Maleficent no longer Mistress of Evil, finds heart in newest Disney movie

Farah Javed

Amidst the new unconventional box office releases like Gemini Man and Jojo Rabbit, Disney continues in its live-action craze with Maleficent: Mistress of Evil

In this sequel to the 2014 mixed-reviewed Maleficent, Disney has deviated from its source material once again.

Maleficent first appeared in Sleeping Beauty as the main villain but this all changes.

Following the end of the first movie, Aurora and Maleficent rule over the Moors, with Angelina Jolie reprising her role as Maleficent and Elle Fanning as Aurora.

The set design ranges from detailed, colorful forests to the dazzling castles that offer an eye pleasing display that adds to the fairytale aura.

This is notable in Aurora’s laced, flower-lined dresses and intricate crown. Even Maleficent’s attire, though completely black, changes from dark and long fabric to a more lacey and flowing kind as she learns to live with humans and be herself.

Though there are nods to the original Sleeping Beauty story, such as Aurora’s dress changing from pink to green to blue, the story itself is entirely different.

Instead of being an evil sorceress, Maleficent is a misunderstood fairy. Director Joachim Rønning steers the audience to sympathize with her, because she is the last of her kind — misunderstood and judged by humans.

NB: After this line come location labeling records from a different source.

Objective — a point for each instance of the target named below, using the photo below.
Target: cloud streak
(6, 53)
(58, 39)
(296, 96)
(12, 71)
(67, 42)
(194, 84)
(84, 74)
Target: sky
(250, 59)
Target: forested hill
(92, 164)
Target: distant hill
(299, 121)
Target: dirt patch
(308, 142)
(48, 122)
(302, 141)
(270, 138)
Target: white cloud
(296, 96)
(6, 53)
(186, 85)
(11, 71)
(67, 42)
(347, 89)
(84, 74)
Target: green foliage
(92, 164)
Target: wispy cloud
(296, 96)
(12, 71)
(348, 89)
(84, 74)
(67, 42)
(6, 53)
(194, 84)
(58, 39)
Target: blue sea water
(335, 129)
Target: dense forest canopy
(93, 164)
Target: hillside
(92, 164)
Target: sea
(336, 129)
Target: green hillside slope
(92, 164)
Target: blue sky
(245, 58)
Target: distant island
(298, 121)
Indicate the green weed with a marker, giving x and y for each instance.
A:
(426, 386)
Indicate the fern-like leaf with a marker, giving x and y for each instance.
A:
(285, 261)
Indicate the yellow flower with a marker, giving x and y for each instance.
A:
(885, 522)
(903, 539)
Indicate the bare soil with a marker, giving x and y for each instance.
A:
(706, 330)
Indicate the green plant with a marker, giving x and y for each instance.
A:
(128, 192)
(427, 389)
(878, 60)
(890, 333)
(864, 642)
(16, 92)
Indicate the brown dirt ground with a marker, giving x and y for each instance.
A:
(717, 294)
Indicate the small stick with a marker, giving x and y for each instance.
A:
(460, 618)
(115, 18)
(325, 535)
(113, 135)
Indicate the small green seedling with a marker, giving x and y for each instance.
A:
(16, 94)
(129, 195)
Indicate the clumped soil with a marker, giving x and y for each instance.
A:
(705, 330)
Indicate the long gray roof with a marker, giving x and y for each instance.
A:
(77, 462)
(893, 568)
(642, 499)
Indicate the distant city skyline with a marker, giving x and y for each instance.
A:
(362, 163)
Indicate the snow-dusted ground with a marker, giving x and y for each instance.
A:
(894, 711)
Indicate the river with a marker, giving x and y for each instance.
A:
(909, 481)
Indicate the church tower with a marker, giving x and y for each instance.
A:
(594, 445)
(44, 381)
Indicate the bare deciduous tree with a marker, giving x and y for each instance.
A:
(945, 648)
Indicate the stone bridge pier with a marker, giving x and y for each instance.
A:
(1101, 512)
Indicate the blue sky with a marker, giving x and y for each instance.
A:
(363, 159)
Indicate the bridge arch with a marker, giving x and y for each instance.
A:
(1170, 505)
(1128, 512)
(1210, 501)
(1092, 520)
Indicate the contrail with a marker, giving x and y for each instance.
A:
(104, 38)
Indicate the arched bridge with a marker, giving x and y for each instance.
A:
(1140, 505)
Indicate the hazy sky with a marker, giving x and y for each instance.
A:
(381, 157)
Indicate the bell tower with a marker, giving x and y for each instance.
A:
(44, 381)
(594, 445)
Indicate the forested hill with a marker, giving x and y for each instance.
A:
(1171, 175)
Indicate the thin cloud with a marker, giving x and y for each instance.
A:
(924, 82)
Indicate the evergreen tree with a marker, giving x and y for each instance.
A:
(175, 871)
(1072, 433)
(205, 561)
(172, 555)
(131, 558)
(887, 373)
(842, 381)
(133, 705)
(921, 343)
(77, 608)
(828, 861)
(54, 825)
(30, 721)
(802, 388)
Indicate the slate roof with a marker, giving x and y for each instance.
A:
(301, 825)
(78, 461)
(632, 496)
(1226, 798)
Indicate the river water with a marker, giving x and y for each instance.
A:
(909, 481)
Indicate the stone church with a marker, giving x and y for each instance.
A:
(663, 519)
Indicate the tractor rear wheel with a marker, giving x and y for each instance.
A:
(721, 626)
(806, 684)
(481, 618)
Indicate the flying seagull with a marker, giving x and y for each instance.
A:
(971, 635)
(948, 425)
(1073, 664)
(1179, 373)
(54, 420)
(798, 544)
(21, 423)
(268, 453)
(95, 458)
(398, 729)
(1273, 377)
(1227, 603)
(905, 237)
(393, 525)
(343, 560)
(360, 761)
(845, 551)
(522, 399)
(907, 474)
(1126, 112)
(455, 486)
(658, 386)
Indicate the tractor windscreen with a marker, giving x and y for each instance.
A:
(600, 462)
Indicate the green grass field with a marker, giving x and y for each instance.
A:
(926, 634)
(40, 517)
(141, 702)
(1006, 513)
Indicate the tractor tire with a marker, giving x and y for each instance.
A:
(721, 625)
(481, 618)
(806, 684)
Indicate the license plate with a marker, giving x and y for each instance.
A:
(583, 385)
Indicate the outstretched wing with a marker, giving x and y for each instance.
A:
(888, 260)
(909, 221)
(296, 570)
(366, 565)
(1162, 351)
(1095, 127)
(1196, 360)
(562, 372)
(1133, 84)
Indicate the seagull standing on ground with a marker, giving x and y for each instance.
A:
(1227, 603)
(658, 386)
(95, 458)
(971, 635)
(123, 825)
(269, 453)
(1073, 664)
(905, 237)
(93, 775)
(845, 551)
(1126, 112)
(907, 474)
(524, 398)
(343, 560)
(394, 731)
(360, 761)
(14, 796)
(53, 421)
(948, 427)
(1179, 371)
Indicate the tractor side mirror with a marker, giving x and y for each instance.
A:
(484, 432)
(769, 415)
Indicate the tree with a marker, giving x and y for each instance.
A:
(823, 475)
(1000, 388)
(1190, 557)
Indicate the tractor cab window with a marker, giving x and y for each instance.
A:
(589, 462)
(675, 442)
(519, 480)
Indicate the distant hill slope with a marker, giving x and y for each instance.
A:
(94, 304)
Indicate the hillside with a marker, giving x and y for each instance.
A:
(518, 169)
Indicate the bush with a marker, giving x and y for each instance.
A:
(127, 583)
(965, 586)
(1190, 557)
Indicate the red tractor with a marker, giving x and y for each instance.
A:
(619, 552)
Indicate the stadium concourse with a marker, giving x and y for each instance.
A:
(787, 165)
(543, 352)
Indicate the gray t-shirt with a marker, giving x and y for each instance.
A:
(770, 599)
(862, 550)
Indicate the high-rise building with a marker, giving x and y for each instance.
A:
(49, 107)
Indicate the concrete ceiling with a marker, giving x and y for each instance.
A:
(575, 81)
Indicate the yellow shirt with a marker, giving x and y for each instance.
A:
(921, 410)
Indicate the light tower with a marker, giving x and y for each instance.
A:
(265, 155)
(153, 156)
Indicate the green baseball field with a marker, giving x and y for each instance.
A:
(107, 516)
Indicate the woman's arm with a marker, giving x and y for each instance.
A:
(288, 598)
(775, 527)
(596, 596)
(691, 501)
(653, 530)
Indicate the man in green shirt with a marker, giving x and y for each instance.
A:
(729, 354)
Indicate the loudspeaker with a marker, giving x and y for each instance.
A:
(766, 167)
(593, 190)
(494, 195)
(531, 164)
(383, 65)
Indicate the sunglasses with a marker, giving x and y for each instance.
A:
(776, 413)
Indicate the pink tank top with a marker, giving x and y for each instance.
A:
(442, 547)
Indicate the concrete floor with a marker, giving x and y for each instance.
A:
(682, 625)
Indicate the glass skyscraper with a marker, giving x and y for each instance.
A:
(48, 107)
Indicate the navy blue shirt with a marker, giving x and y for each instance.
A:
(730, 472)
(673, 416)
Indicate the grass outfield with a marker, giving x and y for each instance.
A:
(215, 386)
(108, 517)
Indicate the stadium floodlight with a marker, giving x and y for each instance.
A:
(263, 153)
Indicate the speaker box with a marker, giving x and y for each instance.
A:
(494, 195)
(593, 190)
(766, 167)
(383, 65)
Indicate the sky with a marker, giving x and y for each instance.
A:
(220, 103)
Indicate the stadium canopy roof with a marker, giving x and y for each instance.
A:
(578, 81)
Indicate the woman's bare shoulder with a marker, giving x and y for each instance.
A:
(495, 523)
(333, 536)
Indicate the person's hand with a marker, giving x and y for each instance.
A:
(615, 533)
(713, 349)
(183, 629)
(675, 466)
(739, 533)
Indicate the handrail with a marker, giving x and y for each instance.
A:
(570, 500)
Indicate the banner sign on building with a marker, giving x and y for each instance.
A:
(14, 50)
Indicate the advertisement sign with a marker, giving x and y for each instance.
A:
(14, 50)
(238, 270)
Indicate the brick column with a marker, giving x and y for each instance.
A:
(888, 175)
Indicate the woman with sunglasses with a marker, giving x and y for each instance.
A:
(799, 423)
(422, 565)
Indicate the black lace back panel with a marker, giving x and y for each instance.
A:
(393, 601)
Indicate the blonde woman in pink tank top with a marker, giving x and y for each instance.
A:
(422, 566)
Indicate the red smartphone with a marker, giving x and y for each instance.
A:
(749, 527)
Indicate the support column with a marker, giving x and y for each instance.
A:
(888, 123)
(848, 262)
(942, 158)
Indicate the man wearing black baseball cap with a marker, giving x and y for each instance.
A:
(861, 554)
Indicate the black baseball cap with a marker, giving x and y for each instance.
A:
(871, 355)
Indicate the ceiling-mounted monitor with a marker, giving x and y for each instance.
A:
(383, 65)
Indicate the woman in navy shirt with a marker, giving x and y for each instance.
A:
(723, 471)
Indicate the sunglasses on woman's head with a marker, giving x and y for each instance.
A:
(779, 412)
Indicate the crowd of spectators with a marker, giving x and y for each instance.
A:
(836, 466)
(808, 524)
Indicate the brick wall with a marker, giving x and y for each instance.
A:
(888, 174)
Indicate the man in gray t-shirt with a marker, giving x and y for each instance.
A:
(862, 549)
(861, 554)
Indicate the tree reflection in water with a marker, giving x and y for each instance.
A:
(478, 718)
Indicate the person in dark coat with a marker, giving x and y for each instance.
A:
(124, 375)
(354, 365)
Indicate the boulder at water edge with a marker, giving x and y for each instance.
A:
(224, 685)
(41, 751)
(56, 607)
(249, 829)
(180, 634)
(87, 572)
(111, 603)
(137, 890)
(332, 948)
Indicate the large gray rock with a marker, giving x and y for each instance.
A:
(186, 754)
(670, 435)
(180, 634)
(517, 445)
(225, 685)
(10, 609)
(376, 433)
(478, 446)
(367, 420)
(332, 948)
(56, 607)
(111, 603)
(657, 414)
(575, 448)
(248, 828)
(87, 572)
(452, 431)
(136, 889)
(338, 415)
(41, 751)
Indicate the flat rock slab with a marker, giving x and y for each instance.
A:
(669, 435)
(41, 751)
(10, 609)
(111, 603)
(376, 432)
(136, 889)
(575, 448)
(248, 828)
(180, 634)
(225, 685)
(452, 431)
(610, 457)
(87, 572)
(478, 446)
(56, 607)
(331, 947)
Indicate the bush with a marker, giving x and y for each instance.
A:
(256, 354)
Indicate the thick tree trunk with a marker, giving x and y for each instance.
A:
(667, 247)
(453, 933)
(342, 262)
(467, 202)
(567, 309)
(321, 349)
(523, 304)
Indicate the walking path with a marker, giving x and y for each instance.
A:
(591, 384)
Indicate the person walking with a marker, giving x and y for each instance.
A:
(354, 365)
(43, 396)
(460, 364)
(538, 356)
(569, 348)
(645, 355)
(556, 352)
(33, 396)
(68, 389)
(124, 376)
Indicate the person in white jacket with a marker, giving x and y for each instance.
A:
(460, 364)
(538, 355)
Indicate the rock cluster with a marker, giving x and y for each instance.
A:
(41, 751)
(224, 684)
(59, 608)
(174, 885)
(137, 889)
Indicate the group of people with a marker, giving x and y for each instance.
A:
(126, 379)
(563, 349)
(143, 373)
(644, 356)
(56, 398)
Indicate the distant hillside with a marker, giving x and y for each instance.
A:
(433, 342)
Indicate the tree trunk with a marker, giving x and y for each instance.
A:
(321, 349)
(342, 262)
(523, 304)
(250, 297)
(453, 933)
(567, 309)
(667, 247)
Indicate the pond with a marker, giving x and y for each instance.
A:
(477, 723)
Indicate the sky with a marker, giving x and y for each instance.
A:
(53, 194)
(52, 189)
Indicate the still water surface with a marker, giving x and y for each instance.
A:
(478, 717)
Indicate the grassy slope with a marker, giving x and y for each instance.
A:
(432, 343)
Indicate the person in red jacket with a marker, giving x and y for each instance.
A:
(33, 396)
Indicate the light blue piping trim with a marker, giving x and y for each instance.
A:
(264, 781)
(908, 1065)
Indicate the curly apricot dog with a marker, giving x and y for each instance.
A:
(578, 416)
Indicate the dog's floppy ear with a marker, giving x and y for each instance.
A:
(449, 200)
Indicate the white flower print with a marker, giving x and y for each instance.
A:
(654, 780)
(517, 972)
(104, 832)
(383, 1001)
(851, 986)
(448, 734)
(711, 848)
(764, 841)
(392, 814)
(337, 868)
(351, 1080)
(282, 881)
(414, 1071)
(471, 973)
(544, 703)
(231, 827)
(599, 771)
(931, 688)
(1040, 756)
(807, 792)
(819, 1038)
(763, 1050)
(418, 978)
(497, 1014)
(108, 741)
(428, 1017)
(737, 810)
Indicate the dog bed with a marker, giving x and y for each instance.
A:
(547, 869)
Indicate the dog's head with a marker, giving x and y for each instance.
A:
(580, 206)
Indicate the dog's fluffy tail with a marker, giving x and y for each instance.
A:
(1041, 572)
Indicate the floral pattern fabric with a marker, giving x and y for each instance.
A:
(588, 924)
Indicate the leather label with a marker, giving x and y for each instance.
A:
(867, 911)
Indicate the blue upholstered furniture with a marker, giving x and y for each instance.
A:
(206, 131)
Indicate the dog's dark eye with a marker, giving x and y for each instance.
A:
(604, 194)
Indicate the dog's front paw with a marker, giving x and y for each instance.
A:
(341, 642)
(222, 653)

Moreover, a staple of the original film is the presence of the three fairies Flora, Fauna and Merryweather, who act as loving maternal figures for the motherless Aurora.

In this sequel, they are reduced to being ditsy and dumb nuisances for Aurora as she conducts the kingdom. 

In fact, Maleficent’s bird, Diablo renamed Diaval, is more likened to being Aurora’s family and is helpful in both finding Maleficent and fighting the war against humans. 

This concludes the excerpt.